Colorado governor backs environmental Left against economy-boosting fracking revolution

by WorldTribune Staff, April 25, 2019

On April 16, Colorado Gov. Jared Polis, a Democrat, signed into law Senate Bill 19-181, which allows cities and counties to regulate oil and gas development under their planning and land-use powers.

Critics say the bill amounts to a de facto ban on drilling and is a major blow to the state’s $31 billion oil and gas industry.

A REMI Partnership study released last month by industry groups estimated that a 50 percent reduction in production by 2030 would wipe out 120,000 jobs and $8 billion in state and local tax revenue.

Colorado is doing something “that hasn’t been done, and that is: a state with a very significant pool of gas and oil is going to make it a lot more difficult to mine it,” said Denver political analyst Floyd Ciruli. “There is really now ample warning that the way this legislation is drafted, it’s essentially going to allow some level of a ban.”

State Sen. Rob Woodward, a Republican, said before the new law passed that “People will lose their jobs, people will lose their homes, people will lose their businesses. And as we all know when this happens, marriages will crumble, suicides will increase. It’s not a pretty picture.”

Democrats said the law is necessary to avert global warming.

“Climate change is real. It’s happening. And we have a moral and economic imperative to act now,” House Speaker K.C. Becker said in a March 4 op-ed for the Boulder Daily Camera.

Related: U.S. oil production sets new records, prices decline, November 9, 2018

Polis assumed office in January. He succeeded pro-fracking Democrat John Hickenlooper, who has entered the 2020 presidential race.

This week, opponents of the new law decided to withdraw a repeal effort aimed at getting a ballot initiative before voters in 2019.

Weld County Commissioner Barbara Kirkmeyer and former Arapahoe County Commissioner John Brackney filed ballot proposals in early April to reverse Senate Bill 19-181, the Denver Post reported.

State election officials, who review proposals for placement on the ballot, rejected the measure last week. They said it violated the rule limiting an initiative to only one subject.

Kirkmeyer and Brackney requested a second hearing, but decided to aim for the 2020 ballot instead.

In signing the new legislation, Polis said he hoped it would end conflicts over drilling that has increased in more populated areas of Colorado.

“Today, with the signing of this bill, it is our hope that the oil and gas wars that have enveloped our state are over and the winner is all of us,” Polis said on April 16.

New York, Maryland and Vermont have all prohibited fracking, but those states don’t have near the oil and gas industry presence as Colorado, which is the fifth-largest producer of natural gas in the U.S. The industry supports more than 230,000 jobs in the state, according to the U.S. Energy Information Administration.
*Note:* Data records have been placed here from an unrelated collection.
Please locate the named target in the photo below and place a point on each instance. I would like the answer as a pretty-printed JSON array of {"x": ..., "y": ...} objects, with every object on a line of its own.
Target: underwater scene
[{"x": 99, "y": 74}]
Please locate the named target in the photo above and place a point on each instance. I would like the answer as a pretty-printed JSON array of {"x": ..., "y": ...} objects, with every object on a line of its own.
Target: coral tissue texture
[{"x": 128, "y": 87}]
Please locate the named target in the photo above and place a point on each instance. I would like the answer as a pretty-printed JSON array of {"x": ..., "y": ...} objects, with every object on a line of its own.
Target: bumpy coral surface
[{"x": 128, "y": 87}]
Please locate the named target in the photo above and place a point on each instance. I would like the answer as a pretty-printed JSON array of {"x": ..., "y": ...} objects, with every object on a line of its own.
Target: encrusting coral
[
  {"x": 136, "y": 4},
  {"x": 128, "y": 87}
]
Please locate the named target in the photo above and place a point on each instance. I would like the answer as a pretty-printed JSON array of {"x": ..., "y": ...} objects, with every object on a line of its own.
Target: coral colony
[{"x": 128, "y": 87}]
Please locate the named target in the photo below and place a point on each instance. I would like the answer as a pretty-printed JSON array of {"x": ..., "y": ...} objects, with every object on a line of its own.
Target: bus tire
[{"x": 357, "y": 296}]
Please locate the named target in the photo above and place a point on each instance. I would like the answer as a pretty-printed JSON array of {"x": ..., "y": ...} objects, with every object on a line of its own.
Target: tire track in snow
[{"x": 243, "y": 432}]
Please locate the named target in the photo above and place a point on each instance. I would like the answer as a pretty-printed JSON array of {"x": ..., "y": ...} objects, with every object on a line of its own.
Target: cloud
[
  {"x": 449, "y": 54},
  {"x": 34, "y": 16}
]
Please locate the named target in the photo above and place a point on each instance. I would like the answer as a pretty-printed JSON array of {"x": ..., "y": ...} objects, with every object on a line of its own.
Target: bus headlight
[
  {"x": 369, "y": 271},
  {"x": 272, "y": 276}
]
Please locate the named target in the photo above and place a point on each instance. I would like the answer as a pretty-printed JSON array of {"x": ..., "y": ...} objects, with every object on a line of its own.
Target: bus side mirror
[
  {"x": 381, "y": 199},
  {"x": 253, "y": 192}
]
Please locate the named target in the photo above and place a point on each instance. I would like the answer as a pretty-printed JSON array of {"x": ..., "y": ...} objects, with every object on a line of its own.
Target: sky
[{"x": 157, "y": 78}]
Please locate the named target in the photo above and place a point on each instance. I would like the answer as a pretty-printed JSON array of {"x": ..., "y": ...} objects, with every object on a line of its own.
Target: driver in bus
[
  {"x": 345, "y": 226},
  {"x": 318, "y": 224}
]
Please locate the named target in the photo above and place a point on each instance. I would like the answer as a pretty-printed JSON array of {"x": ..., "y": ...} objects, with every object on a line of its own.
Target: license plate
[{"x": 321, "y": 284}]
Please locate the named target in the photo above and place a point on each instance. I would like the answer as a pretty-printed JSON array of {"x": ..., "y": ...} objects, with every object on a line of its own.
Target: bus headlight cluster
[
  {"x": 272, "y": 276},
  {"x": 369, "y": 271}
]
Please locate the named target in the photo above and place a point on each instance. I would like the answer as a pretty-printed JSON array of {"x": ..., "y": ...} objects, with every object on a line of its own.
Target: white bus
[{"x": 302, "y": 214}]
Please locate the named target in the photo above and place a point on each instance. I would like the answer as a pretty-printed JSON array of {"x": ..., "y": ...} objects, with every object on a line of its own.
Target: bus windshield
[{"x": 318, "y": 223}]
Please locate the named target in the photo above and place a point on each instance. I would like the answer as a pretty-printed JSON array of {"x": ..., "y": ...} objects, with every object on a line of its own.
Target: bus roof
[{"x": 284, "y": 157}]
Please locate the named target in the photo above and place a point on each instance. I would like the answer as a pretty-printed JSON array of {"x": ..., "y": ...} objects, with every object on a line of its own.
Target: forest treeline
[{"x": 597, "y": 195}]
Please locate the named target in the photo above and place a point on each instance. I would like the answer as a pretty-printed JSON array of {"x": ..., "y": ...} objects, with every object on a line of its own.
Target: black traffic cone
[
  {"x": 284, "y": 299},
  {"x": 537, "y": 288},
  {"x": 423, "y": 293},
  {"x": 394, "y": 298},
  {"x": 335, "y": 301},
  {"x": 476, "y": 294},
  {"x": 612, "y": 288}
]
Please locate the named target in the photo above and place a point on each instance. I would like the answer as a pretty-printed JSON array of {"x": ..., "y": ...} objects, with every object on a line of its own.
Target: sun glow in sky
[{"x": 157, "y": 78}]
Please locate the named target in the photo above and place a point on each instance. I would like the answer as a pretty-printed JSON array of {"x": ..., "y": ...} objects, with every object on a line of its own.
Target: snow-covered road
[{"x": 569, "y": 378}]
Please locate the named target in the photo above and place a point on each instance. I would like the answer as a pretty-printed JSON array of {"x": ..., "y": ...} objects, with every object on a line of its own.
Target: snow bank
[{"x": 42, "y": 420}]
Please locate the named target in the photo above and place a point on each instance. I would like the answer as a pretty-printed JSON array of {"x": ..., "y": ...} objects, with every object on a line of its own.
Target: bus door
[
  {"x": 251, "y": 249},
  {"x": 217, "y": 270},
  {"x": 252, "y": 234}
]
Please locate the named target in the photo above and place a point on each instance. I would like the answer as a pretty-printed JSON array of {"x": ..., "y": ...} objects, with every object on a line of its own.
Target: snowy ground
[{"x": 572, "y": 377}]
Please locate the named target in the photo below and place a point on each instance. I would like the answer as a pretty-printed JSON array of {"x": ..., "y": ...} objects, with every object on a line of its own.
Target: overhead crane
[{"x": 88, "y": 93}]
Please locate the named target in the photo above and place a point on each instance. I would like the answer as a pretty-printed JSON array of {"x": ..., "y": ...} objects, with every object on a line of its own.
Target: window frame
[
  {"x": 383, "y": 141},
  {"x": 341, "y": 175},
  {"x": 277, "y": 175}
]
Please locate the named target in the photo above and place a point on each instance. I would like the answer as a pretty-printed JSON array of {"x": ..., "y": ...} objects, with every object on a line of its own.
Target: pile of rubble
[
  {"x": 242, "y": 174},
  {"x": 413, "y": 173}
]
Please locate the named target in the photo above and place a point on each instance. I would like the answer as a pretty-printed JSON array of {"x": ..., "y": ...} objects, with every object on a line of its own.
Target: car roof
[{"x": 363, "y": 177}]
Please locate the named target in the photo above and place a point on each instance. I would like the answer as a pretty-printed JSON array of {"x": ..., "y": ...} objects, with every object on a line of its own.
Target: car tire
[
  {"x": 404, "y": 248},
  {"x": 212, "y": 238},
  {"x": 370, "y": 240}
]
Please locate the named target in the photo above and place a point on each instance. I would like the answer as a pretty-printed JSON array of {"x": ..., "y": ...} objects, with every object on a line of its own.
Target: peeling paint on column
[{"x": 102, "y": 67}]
A REMI Partnership study released last month by industry groups estimated that a 50 percent reduction in production by 2030 would wipe out 120,000 jobs and $8 billion in state and local tax revenue.
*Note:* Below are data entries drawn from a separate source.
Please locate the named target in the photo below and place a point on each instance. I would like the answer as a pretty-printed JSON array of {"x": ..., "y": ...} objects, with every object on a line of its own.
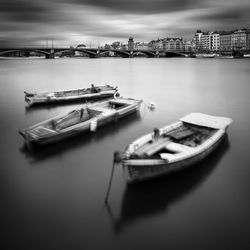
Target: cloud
[{"x": 141, "y": 6}]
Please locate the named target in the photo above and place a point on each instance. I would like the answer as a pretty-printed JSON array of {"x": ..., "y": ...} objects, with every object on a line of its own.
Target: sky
[{"x": 96, "y": 22}]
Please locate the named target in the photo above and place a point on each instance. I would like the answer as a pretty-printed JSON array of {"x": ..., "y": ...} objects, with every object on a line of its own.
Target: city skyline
[{"x": 25, "y": 23}]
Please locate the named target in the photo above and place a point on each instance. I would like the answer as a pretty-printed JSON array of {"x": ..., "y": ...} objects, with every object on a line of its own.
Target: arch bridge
[{"x": 50, "y": 53}]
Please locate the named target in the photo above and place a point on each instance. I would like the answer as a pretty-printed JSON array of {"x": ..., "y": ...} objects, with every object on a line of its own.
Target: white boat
[
  {"x": 94, "y": 92},
  {"x": 174, "y": 147},
  {"x": 88, "y": 118}
]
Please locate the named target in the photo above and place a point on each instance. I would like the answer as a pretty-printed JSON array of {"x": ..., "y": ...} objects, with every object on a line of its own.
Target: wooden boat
[
  {"x": 174, "y": 147},
  {"x": 71, "y": 95},
  {"x": 88, "y": 118}
]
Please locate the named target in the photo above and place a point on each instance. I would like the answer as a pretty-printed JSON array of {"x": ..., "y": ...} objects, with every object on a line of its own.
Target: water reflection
[
  {"x": 149, "y": 198},
  {"x": 42, "y": 153}
]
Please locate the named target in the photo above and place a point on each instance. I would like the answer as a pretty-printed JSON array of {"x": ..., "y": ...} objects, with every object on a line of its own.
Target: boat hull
[
  {"x": 69, "y": 96},
  {"x": 133, "y": 173},
  {"x": 104, "y": 116}
]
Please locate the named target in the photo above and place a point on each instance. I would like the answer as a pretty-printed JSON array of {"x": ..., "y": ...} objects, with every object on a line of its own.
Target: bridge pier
[
  {"x": 50, "y": 56},
  {"x": 157, "y": 54}
]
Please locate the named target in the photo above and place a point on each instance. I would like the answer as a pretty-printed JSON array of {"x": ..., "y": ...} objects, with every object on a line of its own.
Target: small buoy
[
  {"x": 151, "y": 105},
  {"x": 116, "y": 94},
  {"x": 93, "y": 125}
]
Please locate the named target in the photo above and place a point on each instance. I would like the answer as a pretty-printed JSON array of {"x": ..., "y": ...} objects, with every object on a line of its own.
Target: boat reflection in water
[{"x": 151, "y": 197}]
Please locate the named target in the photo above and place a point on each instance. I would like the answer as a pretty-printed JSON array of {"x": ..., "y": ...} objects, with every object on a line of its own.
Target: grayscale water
[{"x": 53, "y": 198}]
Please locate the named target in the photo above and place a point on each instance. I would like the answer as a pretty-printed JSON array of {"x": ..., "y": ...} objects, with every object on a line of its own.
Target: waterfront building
[
  {"x": 241, "y": 39},
  {"x": 131, "y": 44},
  {"x": 173, "y": 44},
  {"x": 156, "y": 44},
  {"x": 214, "y": 41},
  {"x": 142, "y": 46},
  {"x": 225, "y": 41},
  {"x": 197, "y": 39},
  {"x": 189, "y": 45},
  {"x": 205, "y": 42}
]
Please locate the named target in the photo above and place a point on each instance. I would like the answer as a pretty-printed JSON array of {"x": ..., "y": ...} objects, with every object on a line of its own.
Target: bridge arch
[{"x": 24, "y": 50}]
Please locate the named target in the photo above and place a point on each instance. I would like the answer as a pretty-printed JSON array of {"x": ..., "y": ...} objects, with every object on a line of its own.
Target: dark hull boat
[
  {"x": 174, "y": 147},
  {"x": 86, "y": 119},
  {"x": 71, "y": 95}
]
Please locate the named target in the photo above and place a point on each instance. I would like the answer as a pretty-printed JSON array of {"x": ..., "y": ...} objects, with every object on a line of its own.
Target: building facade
[
  {"x": 214, "y": 40},
  {"x": 131, "y": 44},
  {"x": 173, "y": 44},
  {"x": 241, "y": 39},
  {"x": 225, "y": 41}
]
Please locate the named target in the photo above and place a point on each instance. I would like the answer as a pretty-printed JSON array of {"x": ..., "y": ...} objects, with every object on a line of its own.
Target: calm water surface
[{"x": 53, "y": 198}]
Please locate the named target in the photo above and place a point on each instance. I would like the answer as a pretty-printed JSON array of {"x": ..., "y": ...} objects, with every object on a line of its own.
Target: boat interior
[
  {"x": 181, "y": 139},
  {"x": 72, "y": 118}
]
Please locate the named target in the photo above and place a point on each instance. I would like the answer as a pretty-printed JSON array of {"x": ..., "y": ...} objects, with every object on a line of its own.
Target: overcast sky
[{"x": 71, "y": 22}]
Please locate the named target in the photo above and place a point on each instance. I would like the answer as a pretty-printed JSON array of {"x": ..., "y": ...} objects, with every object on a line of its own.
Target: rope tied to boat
[{"x": 117, "y": 159}]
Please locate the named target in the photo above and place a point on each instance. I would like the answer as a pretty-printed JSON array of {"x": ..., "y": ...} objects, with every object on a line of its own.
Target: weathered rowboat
[
  {"x": 174, "y": 147},
  {"x": 88, "y": 118},
  {"x": 93, "y": 92}
]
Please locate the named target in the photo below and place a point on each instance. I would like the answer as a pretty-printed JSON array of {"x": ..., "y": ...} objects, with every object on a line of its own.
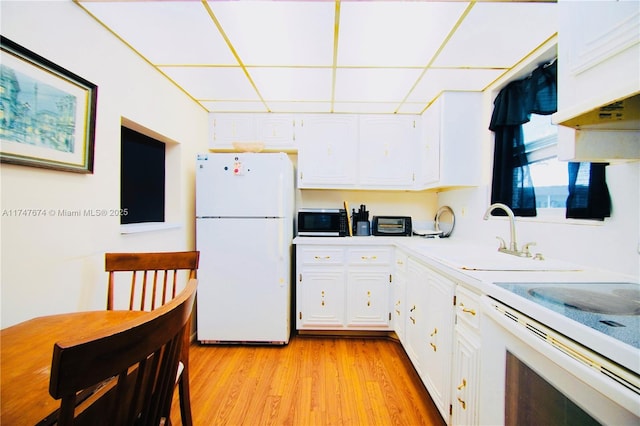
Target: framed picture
[{"x": 47, "y": 114}]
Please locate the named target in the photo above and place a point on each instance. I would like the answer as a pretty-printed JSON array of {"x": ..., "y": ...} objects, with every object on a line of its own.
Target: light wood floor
[{"x": 310, "y": 381}]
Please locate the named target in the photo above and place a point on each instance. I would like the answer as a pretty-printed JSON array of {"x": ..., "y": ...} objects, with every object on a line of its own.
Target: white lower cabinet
[
  {"x": 466, "y": 359},
  {"x": 429, "y": 330},
  {"x": 320, "y": 287},
  {"x": 399, "y": 308},
  {"x": 343, "y": 288}
]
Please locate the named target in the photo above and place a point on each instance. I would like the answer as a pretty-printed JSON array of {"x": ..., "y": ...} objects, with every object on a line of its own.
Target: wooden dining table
[{"x": 26, "y": 350}]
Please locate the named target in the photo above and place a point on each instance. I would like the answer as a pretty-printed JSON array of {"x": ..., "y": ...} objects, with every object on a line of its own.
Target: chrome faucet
[{"x": 513, "y": 245}]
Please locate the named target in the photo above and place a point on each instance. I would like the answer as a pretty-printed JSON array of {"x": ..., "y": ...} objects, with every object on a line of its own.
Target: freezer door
[
  {"x": 244, "y": 280},
  {"x": 244, "y": 185}
]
In November, Colorado voters defeated Proposition 112, which would have set a statewide minimum distance requirement for new oil and gas development.

But, in a state with shifting demographics, Democrats also won control of all levers of state government, wiping out Republicans’ one-seat edge in the state Senate, adding to their majority in the state House and sweeping the state constitutional offices.

“When you look at the demographic changes in the state (an influx of Californians and millennials) and the fact that climate change has now become a civic religion with a significant number of people, it’s hard for gas and oil to compete in that environment no matter how good their PR is,” Ciruli said.

Kirkmeyer said in a statement that the ballot proposal to repeal the anti-fracking law “has been sidelined for 2019 on a technicality and behind-the-scene maneuvering.” She said with the executive and legislative branches “controlled by extreme liberal Democrat politicians, we knew the deck was stacked against us going into this.”

A number of supporters have committed funding and resources and vowed “to go the distance,” Kirkmeyer added. “We plan to come back stronger, defend our state, our families and re-file a refined ballot initiative for 2020.”